Como é o processo de construção de cenários em uma animação?
Uma vez dentro de um estúdio de animação, Fred percebeu que trabalhar com cenários para desenhos animados exigia um leque de habilidades um pouco diferentes do que costumava praticar em suas webcomics.
“A princípio, na webcomic eu tinha o poder da direção, de orientar a cena para onde eu quiser. Na animação, na maior parte das vezes, o cenarista vai ter um storyboard indicando ângulo, o que está no fundo e as características principais do cenário.”
Com menos controle de cena, ele se viu desafiado a pensar questões de perspectiva de um modo mais amplo.

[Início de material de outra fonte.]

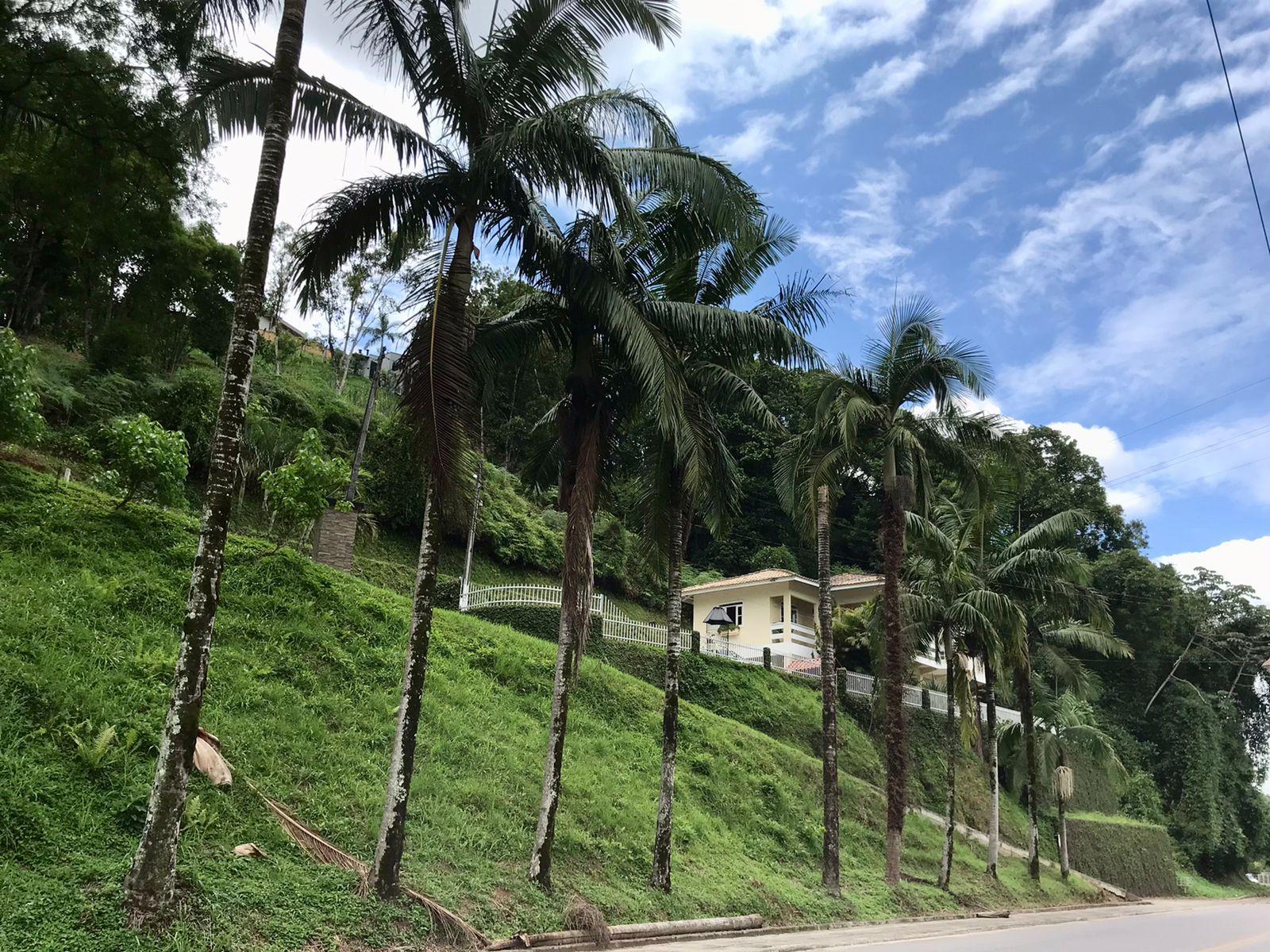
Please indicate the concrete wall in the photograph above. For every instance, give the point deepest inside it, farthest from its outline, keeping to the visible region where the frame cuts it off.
(333, 539)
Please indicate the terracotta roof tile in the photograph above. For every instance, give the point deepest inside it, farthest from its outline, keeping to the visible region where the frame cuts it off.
(761, 575)
(778, 575)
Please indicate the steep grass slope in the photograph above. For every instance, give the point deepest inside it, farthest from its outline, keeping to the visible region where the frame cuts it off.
(304, 682)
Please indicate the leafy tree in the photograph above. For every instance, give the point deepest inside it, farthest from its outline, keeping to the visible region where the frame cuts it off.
(692, 467)
(952, 601)
(298, 492)
(144, 459)
(264, 101)
(1070, 724)
(524, 116)
(907, 367)
(775, 558)
(622, 346)
(1045, 473)
(21, 420)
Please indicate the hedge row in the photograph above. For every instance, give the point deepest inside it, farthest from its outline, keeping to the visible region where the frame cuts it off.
(1136, 856)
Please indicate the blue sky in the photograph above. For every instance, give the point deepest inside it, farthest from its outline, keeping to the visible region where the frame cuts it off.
(1064, 179)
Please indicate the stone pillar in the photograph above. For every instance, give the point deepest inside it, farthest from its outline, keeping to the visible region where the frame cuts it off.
(333, 539)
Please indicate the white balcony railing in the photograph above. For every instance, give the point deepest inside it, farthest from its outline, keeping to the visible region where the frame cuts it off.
(615, 624)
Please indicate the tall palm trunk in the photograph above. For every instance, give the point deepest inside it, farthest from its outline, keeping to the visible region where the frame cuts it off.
(473, 524)
(1064, 862)
(950, 752)
(366, 428)
(150, 882)
(582, 440)
(1022, 685)
(831, 866)
(451, 305)
(387, 869)
(660, 877)
(895, 657)
(994, 780)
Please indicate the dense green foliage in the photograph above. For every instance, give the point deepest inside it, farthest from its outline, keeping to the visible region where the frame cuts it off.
(98, 179)
(21, 419)
(1134, 856)
(302, 697)
(298, 492)
(143, 459)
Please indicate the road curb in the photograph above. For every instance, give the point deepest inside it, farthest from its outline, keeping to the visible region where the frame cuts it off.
(845, 926)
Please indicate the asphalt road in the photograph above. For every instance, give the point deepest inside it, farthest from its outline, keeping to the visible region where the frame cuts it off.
(1179, 926)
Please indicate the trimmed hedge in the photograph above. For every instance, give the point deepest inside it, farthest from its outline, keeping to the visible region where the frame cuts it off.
(540, 621)
(1136, 856)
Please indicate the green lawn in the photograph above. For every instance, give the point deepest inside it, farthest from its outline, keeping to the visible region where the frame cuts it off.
(304, 682)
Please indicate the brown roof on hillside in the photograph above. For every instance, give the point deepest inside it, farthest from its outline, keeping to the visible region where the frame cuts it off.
(779, 575)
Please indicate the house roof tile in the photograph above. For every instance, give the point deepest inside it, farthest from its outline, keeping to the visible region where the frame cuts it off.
(840, 581)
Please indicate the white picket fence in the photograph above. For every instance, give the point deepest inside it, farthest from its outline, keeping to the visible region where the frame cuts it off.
(615, 624)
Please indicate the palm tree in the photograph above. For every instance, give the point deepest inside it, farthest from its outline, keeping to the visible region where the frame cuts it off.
(810, 498)
(383, 333)
(1048, 581)
(622, 340)
(694, 467)
(906, 368)
(266, 103)
(521, 117)
(1068, 724)
(956, 603)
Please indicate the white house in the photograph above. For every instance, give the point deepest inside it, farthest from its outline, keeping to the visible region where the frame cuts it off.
(776, 608)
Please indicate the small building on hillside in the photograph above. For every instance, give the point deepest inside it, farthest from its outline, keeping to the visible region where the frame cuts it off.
(772, 608)
(775, 608)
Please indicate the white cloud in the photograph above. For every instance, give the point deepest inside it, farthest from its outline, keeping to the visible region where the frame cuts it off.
(878, 86)
(757, 139)
(1166, 257)
(734, 51)
(1203, 457)
(1242, 562)
(1048, 56)
(981, 19)
(1204, 92)
(941, 209)
(867, 239)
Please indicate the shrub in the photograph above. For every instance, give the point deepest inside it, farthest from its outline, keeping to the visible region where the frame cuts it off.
(393, 478)
(774, 558)
(1141, 799)
(21, 419)
(1134, 856)
(514, 530)
(298, 492)
(143, 459)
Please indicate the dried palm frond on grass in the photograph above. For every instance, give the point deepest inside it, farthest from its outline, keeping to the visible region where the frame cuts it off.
(583, 917)
(448, 926)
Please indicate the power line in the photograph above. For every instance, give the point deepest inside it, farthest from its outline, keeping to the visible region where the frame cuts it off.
(1197, 406)
(1210, 475)
(1189, 456)
(1238, 125)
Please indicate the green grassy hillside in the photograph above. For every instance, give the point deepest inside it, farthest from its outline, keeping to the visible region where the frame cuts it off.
(304, 682)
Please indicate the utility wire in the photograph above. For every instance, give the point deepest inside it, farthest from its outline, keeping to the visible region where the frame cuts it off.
(1195, 406)
(1210, 475)
(1238, 125)
(1191, 455)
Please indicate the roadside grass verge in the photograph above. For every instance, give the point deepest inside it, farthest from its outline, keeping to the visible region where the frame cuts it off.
(304, 682)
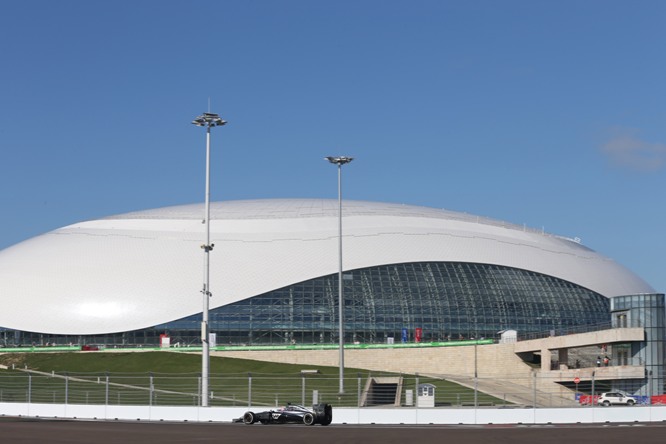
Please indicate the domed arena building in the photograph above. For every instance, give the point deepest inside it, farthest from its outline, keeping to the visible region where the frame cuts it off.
(126, 279)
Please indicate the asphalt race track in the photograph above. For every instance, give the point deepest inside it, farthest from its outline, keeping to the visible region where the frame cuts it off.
(18, 431)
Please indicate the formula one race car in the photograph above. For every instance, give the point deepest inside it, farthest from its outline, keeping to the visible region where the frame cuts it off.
(293, 414)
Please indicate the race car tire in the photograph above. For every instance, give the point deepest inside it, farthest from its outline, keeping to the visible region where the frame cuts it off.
(328, 415)
(324, 413)
(308, 419)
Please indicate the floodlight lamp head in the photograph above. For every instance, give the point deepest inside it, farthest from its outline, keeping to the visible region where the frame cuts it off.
(339, 160)
(209, 120)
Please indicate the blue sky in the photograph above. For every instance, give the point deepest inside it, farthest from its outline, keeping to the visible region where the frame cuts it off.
(548, 114)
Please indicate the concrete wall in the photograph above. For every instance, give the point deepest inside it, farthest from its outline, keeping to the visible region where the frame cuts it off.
(492, 360)
(347, 415)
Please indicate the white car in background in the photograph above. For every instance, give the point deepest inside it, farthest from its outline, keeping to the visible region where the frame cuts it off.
(616, 398)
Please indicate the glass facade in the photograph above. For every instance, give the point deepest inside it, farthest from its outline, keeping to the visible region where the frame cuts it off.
(649, 312)
(445, 300)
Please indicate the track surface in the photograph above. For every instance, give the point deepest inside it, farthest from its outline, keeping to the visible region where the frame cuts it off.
(17, 431)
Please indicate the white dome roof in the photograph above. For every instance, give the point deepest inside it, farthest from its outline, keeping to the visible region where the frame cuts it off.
(145, 268)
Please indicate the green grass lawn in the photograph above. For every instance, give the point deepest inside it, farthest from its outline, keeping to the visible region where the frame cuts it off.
(166, 378)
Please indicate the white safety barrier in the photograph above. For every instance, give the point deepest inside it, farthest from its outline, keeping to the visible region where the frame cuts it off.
(345, 415)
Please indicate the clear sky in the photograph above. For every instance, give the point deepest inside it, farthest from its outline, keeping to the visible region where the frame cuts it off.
(545, 113)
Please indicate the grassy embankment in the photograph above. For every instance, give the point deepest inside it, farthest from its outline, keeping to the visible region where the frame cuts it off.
(175, 381)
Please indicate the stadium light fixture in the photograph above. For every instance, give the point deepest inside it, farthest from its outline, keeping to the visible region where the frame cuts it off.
(209, 120)
(339, 161)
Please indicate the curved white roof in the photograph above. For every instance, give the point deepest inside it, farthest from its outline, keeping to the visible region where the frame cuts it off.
(145, 268)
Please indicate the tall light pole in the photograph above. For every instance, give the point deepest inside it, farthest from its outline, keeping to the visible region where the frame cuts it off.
(209, 120)
(339, 161)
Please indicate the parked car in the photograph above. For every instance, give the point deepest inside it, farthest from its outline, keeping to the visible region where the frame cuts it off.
(616, 398)
(292, 414)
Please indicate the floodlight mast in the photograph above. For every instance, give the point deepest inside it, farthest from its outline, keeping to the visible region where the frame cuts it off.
(339, 161)
(209, 120)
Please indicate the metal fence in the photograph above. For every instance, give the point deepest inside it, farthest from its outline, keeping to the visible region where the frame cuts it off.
(269, 390)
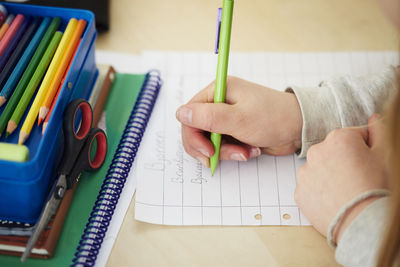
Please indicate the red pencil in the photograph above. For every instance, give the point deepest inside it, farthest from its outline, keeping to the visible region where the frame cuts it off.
(10, 32)
(46, 121)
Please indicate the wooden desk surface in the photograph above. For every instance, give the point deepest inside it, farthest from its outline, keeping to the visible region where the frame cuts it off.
(259, 25)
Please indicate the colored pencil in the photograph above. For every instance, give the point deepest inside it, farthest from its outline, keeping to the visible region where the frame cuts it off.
(47, 80)
(6, 25)
(16, 55)
(61, 68)
(9, 86)
(26, 77)
(33, 83)
(13, 43)
(3, 14)
(46, 121)
(10, 33)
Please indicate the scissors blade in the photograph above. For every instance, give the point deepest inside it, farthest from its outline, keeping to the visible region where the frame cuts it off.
(56, 194)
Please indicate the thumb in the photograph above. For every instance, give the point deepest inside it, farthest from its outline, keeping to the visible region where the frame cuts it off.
(376, 131)
(211, 117)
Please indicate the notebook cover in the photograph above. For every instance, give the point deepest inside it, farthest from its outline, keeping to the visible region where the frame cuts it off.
(117, 112)
(48, 239)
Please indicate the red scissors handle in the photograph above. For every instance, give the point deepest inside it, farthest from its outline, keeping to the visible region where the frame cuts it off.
(79, 142)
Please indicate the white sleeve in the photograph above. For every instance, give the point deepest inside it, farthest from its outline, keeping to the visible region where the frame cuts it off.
(342, 102)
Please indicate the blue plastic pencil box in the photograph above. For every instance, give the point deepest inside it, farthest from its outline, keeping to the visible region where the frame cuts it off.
(24, 186)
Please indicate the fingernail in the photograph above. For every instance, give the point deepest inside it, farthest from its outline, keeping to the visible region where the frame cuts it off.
(376, 116)
(184, 115)
(205, 153)
(255, 152)
(203, 161)
(238, 156)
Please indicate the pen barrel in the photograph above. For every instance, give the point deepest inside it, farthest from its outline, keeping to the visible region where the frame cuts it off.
(223, 51)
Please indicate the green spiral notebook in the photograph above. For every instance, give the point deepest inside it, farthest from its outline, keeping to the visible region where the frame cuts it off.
(124, 98)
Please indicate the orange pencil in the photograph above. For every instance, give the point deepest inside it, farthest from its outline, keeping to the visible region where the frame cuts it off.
(45, 106)
(6, 25)
(46, 121)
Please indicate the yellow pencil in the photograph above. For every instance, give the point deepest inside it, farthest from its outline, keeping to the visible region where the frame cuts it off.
(44, 87)
(62, 67)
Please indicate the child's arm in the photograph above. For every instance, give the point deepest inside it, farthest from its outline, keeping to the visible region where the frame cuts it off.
(342, 102)
(347, 166)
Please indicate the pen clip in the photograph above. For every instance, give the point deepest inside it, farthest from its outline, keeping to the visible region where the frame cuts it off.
(218, 30)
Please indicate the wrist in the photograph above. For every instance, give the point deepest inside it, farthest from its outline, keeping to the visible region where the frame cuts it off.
(348, 212)
(295, 120)
(350, 215)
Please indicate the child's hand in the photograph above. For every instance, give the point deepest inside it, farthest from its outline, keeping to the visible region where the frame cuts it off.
(348, 162)
(255, 119)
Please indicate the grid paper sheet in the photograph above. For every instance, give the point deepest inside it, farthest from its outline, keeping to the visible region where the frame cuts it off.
(175, 189)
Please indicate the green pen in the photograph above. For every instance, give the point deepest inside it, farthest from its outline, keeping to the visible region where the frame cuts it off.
(222, 43)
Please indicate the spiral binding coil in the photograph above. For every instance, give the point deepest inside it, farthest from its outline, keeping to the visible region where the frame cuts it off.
(107, 200)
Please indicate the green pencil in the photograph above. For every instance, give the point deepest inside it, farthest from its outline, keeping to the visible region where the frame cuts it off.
(33, 63)
(222, 71)
(33, 83)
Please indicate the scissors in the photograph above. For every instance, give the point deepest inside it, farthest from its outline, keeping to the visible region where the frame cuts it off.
(77, 157)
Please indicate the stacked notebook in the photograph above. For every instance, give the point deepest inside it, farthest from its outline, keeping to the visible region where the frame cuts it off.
(93, 200)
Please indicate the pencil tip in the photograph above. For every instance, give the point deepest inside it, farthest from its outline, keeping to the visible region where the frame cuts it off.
(22, 138)
(44, 127)
(42, 114)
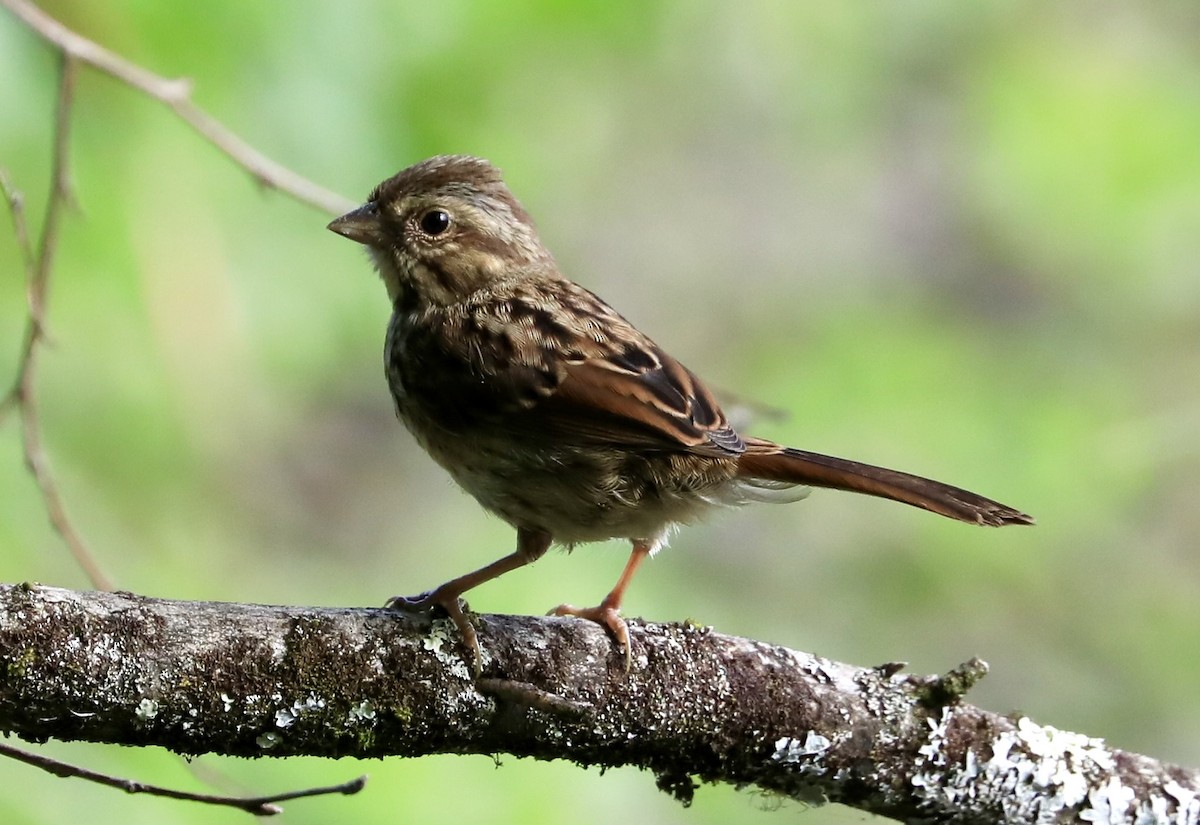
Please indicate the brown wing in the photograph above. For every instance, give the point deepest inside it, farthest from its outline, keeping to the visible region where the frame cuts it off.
(563, 362)
(641, 396)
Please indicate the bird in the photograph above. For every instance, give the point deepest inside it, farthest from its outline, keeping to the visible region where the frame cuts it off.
(555, 411)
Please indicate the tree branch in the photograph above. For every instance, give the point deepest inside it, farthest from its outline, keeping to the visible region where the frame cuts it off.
(175, 94)
(255, 680)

Um gerenciamento eficiente de camadas foi essencial para que cada ambiente facilitasse a fluidez das cenas. “A animação te obriga a pensar no trabalho do cara que vai pegar o cenário e vai ter que soltar todos os elementos pros personagens atravessarem a cena sem ter nenhuma obstrução.” Mesmo em animações tradicionais, que existem em um plano 2D, é preciso visualizar as três dimensões do cenário com clareza.
Depois de posicionar os elementos mais importantes do cenário, o cenarista precisa decidir que objetos vão compor aquela cena — livros, eletrodoméstico, e o que mais for necessário. Em geral, é um processo bastante criativo, mas o nível de liberdade para decidir tais elementos varia dependendo do projeto.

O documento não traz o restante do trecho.